Pamela Gluckin Credit: Newsday / Karen Wiles Stabile

This story was originally published in Newsday on Oct. 29, 2011.

Pamela Gluckin, the first Roslyn school official charged in an $11-million embezzlement at the school district, was the last scandal participant to be released from prison after spending nearly five years behind bars.

Gluckin, 65, was released in May and remains on parole until Sept. 17, 2015, state Department of Corrections officials confirmed Friday.

Gluckin, the former assistant superintendent for business, was sentenced to 3 to 9 years in September 2006 after pleading guilty to first-degree grand larceny. Prosecutors said she stole $4.3 million from the district and has repaid about half that sum. She also pledged to Roslyn half her state pension - about $21,000 per year, according to prosecutors.

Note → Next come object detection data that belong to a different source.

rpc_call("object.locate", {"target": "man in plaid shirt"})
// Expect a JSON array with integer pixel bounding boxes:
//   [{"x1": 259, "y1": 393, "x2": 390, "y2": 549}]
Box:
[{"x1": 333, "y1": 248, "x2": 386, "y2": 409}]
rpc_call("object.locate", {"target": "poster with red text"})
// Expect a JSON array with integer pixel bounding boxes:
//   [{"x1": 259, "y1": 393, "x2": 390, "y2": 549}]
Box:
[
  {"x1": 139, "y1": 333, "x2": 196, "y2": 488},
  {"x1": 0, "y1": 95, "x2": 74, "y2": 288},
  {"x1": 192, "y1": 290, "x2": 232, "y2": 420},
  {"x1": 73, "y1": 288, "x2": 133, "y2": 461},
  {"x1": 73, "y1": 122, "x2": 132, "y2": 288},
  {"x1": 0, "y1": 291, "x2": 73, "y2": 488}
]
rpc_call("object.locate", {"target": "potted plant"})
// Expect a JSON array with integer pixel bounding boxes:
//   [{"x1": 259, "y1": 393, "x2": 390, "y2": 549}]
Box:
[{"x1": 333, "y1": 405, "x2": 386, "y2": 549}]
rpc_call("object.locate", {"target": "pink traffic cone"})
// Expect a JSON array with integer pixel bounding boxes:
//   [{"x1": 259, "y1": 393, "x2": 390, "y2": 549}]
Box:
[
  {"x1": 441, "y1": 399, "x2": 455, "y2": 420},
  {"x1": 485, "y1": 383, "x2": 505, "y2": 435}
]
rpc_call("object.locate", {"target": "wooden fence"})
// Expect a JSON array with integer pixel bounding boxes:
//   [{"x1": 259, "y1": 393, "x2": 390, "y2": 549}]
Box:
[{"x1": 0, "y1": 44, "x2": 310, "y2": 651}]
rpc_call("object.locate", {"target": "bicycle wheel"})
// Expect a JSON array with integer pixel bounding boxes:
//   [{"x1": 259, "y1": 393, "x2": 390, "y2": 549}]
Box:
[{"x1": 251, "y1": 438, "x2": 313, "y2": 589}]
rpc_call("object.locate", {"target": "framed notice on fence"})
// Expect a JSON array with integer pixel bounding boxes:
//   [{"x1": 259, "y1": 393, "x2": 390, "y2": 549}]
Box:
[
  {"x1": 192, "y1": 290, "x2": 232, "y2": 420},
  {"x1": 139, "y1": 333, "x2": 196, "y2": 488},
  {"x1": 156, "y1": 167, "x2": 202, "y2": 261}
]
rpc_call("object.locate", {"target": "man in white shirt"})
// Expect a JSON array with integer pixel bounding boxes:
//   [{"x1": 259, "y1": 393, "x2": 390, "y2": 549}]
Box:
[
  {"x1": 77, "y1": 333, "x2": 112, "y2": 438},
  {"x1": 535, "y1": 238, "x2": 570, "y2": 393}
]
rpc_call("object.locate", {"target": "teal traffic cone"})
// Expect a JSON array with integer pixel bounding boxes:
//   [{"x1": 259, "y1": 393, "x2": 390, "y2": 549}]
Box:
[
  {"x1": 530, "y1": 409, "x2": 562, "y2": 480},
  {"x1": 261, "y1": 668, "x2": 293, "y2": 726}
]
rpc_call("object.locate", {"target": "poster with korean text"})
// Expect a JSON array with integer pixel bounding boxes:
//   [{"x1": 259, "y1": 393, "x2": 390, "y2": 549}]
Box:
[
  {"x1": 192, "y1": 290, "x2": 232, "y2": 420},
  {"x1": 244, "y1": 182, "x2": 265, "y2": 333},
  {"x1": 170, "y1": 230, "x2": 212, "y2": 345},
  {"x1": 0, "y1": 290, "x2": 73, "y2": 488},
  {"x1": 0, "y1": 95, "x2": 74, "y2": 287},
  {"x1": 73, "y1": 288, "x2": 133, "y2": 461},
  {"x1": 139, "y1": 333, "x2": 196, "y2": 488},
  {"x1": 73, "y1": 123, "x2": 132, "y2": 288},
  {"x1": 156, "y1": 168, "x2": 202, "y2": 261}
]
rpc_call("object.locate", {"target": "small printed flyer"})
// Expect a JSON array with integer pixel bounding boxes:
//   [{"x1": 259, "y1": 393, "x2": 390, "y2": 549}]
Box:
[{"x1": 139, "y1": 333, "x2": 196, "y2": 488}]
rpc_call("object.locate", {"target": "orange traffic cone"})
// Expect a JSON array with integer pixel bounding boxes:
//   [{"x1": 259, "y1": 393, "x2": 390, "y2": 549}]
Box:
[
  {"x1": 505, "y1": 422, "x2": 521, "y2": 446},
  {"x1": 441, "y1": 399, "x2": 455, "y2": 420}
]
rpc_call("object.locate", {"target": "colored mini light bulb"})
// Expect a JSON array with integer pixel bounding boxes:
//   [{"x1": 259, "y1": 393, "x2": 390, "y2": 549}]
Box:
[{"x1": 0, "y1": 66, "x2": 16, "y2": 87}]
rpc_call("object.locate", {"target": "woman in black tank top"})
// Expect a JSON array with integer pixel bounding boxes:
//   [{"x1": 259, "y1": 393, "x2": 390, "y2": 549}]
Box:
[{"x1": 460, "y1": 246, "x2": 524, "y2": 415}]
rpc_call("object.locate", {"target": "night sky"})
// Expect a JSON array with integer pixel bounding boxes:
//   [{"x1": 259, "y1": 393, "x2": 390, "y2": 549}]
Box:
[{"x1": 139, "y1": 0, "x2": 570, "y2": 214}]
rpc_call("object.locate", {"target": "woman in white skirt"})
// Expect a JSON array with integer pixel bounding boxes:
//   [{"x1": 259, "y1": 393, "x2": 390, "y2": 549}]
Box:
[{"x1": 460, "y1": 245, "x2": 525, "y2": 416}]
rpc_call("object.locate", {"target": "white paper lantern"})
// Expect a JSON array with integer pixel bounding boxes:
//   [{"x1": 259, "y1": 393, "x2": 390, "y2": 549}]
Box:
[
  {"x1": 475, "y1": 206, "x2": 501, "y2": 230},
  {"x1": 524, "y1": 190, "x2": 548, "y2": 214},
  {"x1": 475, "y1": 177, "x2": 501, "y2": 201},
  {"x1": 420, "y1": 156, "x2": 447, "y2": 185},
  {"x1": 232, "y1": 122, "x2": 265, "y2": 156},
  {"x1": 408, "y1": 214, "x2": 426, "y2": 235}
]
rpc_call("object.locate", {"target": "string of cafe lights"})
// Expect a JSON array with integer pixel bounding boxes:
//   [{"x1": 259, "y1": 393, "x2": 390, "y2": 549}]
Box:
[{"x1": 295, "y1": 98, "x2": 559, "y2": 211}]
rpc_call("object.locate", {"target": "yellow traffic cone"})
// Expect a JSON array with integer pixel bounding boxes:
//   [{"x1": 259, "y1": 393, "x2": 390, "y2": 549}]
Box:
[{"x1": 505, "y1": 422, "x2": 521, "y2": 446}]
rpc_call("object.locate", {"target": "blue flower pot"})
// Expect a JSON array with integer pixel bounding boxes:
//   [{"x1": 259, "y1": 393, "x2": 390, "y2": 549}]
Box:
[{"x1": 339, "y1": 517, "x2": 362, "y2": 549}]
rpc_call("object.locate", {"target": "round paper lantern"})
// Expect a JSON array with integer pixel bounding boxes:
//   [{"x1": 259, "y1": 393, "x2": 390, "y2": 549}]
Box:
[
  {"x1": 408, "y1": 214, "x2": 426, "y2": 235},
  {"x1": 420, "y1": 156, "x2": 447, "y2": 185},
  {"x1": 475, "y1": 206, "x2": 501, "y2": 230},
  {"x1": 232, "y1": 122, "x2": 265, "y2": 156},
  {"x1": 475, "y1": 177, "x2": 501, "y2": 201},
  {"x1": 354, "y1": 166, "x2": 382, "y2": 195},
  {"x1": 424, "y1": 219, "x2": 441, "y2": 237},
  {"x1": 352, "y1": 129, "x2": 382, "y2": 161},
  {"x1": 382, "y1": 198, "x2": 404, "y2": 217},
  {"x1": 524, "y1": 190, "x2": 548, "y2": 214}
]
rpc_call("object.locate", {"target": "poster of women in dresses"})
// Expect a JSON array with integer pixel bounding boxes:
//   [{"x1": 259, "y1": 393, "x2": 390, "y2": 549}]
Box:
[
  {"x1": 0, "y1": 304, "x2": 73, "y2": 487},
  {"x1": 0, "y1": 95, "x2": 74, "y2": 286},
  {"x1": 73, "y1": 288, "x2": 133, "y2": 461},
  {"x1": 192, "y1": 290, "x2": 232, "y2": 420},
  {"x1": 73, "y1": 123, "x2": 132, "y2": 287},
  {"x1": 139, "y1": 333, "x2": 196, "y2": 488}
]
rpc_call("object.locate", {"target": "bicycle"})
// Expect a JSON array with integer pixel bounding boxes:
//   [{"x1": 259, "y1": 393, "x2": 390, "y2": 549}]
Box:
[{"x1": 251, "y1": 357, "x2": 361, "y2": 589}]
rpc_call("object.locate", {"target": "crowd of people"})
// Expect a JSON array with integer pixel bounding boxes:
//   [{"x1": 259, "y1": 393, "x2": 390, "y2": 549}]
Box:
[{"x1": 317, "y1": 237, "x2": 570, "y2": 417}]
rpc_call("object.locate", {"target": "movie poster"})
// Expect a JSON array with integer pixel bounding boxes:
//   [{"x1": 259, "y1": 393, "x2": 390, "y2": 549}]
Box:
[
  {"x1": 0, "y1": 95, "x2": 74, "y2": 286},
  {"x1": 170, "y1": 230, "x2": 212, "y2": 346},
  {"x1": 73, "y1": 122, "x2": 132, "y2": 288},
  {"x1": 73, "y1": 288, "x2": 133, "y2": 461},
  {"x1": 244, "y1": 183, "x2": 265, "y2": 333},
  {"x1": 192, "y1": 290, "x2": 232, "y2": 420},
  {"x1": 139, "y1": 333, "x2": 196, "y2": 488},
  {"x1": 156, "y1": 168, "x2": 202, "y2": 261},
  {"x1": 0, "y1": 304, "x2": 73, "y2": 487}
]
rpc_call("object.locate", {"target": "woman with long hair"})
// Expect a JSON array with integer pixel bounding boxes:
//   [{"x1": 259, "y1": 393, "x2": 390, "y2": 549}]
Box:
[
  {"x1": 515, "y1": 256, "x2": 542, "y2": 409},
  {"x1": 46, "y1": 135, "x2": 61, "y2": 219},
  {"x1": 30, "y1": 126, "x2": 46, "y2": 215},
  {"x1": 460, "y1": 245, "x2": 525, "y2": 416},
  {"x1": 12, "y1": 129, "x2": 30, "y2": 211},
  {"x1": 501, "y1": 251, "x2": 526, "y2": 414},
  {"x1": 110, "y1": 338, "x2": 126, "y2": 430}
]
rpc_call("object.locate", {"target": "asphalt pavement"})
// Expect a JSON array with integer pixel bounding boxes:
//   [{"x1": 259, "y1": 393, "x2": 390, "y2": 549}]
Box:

"She has paid her debt to her society. She is doing what she is supposed to being doing pursuant to her parole and she intends to acclimate herself back into society and be productive," said her attorney, Victor Mevorah of Garden City. "She's very remorseful and she is very embarrassed and she can't believe it happened and she wants to make to amends."

Gluckin did not return a call for comment. Roslyn school officials declined to comment.

Gluckin, of Seaford, now works for a nonprofit in Queens, said Department of Corrections officials. She cannot work in any fiduciary capacity or hold credit cards or a checking account.

Gluckin had pleaded guilty as part of a deal with prosecutors, turning over documents she took when she retired in October 2002.

Also charged was former Superintendent Frank Tassone, who prosecutors said took more than $2 million in Roslyn, which he has paid back.

Tassone, 64, who pleaded guilty to first- and second-degree grand larceny, was sentenced in 2006 to 4 to 12 years, and was released in February 2010 - more than eight months early for good behavior and completing rehabilitative programs. He still receives his annual state pension of $173,495.

Gluckin was denied a release in 2008 and 2009. Since February, she has been at Bayview Correctional Facility in Manhattan in a work-release program.

Prosecutors said she used the stolen funds to pay for artwork, jewelry, home mortgage payments, her daughter's college tuition, trips and utility bills.

A property auction yielded more than $94,980 for the school district, according to District Attorney Kathleen Rice's office.

Six people, four of whom worked for the district, pleaded guilty in connection with the theft.